Monday, December 31, 2007

Happy New Year's or Meh

so, i'm at work. people feel bad for me because i have to work on new year's eve. but honestly, what else am i going to do? laundry? unlikely! (actually, i really need to do laundry. if anyone who is off wants to break into my house and do it for me, that'd be swell....)


the nice thing about working on nye (see how hip i am with my abrevs?) is that there are very few people working. because everyone thinks i'm not here, i get fewer annoying phone calls, and the best part is that both of my bosses are gone, so i don't have to do any actual work. not that i do actual work on a daily basis, because i try to avoid it as much as possible. this would be easier if people weren't constantly asking me to do things.


for instance, i'm supposed to go upstairs to get something to ship, as well as downstairs to get supplies. i mean, we have an elevator, but i can't justify using it for the one and a half floor walk up, and i feel lazy not walking down the stairs. plus said elevator is small and scary. i feel like it's just waiting to kill me dead.


come to think of it, that might not be so bad. i mean, then i wouldn't have to do my work. not that i'm planning on doing work anyway, but meh.


speaking of meh, it was recently brought to my attention that i have a problem with monosyllabic definitive statements.

example:

person x: erin, i am having a personal life crisis and i need you to help me figure out the meaning of life so that i refrain from killing myself.

me: yeah.

person y: i think it's time you know, erin. i'm madly in love with you and i want to bear your children no matter how massive their heads might be.

me: bah.

person q: erin, do you think it's a good idea to invest in a magic 8 ball? i'm thinking it could help me when i'm trying to make important life decisions.

me: meh.

as you can see, i'm helpful. these one syllable words keep me coolly distant like this guy:



wait a minute. is this camel supposed to emulate a black man?? i think i'm offended. on the other hand, he is quite appealing to children, and therefore children will learn to think that black camel-men are cool and not scary, so that perhaps they won't grow up to cross the street upon seeing them or shooting them in the face in "self defense". on the other other hand, joe camel has been banned because he is appealing to children, thus trying to keep a black brotha down.

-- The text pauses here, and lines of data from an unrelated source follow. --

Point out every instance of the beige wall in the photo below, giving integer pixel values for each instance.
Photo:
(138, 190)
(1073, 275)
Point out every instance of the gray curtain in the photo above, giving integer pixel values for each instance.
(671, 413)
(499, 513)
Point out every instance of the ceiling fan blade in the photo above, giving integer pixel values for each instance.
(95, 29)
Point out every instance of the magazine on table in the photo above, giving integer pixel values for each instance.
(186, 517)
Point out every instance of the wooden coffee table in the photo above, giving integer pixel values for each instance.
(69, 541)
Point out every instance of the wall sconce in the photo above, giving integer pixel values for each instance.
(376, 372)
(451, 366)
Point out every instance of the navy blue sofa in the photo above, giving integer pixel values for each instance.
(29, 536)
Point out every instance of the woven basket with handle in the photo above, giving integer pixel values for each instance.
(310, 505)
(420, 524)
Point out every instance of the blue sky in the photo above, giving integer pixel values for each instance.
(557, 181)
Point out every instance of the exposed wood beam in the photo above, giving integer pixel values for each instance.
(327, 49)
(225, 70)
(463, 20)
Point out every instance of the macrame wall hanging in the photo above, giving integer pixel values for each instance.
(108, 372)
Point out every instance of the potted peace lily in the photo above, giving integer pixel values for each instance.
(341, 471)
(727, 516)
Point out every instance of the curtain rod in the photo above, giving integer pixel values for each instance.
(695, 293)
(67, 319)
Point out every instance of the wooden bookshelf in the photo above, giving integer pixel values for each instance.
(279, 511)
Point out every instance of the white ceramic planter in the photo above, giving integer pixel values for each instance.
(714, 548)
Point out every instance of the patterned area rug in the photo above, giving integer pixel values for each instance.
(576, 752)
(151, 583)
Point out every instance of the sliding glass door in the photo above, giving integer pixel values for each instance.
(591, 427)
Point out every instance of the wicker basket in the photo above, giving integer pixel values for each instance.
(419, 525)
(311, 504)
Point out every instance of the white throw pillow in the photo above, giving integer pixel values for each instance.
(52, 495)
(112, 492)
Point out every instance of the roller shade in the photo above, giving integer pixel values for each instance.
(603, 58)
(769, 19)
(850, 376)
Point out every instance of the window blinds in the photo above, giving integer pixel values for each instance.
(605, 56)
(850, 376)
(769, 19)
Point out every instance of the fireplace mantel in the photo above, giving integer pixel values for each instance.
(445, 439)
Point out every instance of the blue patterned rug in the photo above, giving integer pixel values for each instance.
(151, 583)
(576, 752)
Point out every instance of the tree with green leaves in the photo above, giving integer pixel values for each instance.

so, we've come full circle, and i'm offended. i could just remove the image and be done with it, but i think we all know i'm too lazy for that. maybe instead i'll sue the camel company. that'll be a shocker, no one is ever trying to sue the smoking industry.


speaking of smoking, i'm hungry. mayhaps i'll nibble on lunch 1. now.



meh.

1 comment:

Mara said...

Didn't you hear? Joe Camel was just killed. He was apparently reaching into his lapel for cigarettes and the cops shot him. On the bright side, there's one less drug dealer we have to worry about.